Langkah WhatsApp menekan hoax tak berhenti dengan membatasi pesan. Aplikasi besutan Jan Koum itu tak cuma bersih-bersih di sisi hilir saja, WhatsApp siap membidik hulu hoax alias penyebar hoax pada platformnya. 

WhatsApp siap memblokir akun penyebar hoax. Juru bicara WhatsApp Indonesia mengatakan, rencana memblokir akun penyebar hoax masih digodok dengan serius. Caranya bagaimana? 

Skemanya, WhatsApp akan bekerja sama dengan mitra pemeriksa fakta pihak ketiga (third party fact checker).

"Mekanismenya belum bisa dipastikan seperti apa, tapi bayangannya yang akan dilakukan mitra kami seperti apa yang saat ini dilakukan untuk Facebook," ujar juru bicara WhatsApp Indonesia kepada VIVA, Selasa 22 Januari 2019. 

Juru bicara tersebut menuturkan, mitra pemeriksa fakta nanti akan bekerja membantu mengecek fakta apakah berita yang beredar di WhatsApp palsu atau tidak. 

Untuk memantapkan rencana memblokir akun penyebar hoax ini, WhatsApp sudah mengkaji pembentukan hotline hoax di Indonesia. Melalui hotline ini, nantinya pengguna WhatsApp bisa melaporkan dugaan konten atau informasi berbau hoax yang diterima mereka   

WhatsApp Indonesia memang tak segan untuk memblokir akun yang ketahuan menyebarkan hoax. Begitu pemeriksaan mitra dilakukan dan konten adalah hoax, akun penyebar hoax diblokir. 

"Rencananya seperti itu," tutur juru bicara WhatsApp Indonesia.

Ilustrasi WhatsApp

Bukan solusi tuntas

Pembatasan pesan terusan tersebut punya niatan bagus namun belum solutif untuk menumpas hoax. 

Ketua Masyarakat Anti Fitnah Indonesia (Mafindo), Septiadji Eko Nugroho mengapresiasi kebijakan yang diambil WhatsAp tersebut. Namun dia mengakui, langkah tersebut bukan solusi tuntas mengatasi penyebaran hoax

Pembatasan pesan terusan itu, ujarnya, bisa menekan atau mengurangi potensi penyebaran hoax.  
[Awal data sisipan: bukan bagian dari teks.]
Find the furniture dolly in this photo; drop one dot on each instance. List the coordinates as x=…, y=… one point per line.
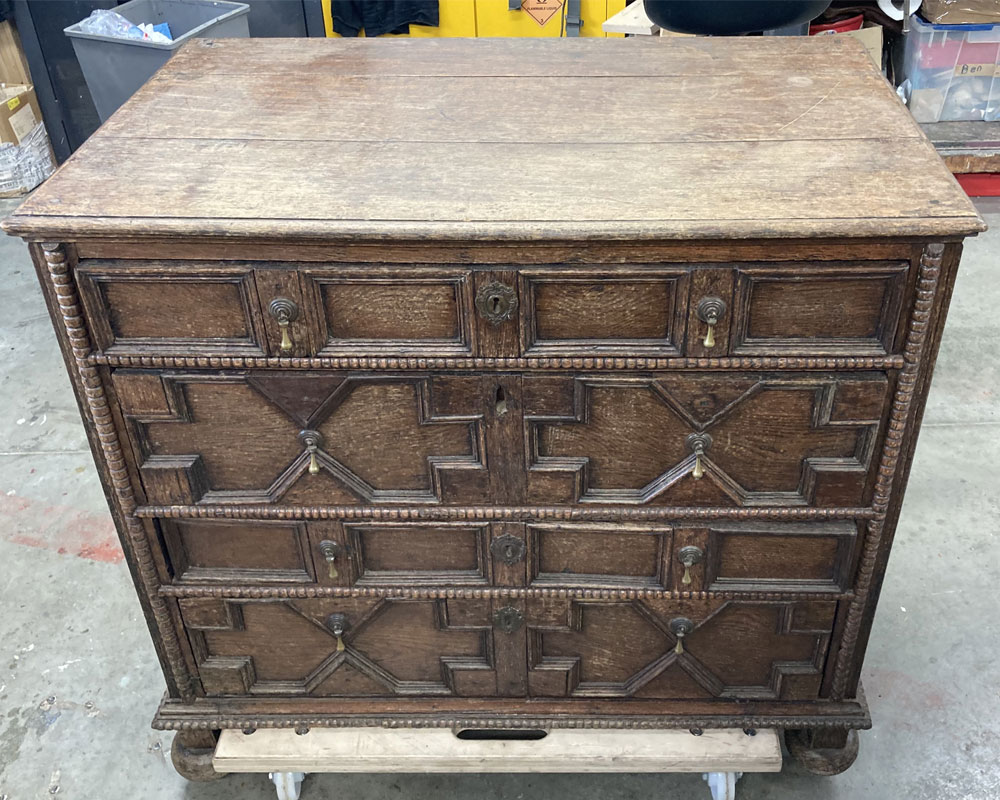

Menurutnya, hoax di WhatsApp menjadi tantangan besar bukan cuma bagi Indonesia tapi sudah menjadi permasalahan global. 

"Dari Mafindo kami percaya bahwa solusinya tak hanya melibatkan kebijakan dari sisi teknologi, tapi juga upaya untuk mencerdaskan masyarakat untuk lebih kritis mengelola informasi," katanya.

Septiadji menuturkan, solusi yang lebih efektif memang melibatkan pemeriksa fakta untuk memeriksa pesan atau informasi yang diduga hoax. Jadi skemanya, pengguna melaporkan dan tim pemeriksa fakta yang bekerja sama dengan WhatsApp akan meneliti informasi tersebut. Prinsipnya, kata Septiadji, WhatsApp harus menyediakan skema yang memudahkan publik mengecek informasi apakah hoax atau bukan. 

"Karena membatasi forward, memang bisa berpotensi mengurangi, tapi bukan solusi yang tuntas dan jangka panjang," jelasnya. 

Menurut Septiadji, langkah pembatasan pesan terusan mestinya diiringi dengan langkah yang paling krusial, yakni sosialisasi ke publik dan pengguna WhatsApp untuk bisa mengecek fakta. 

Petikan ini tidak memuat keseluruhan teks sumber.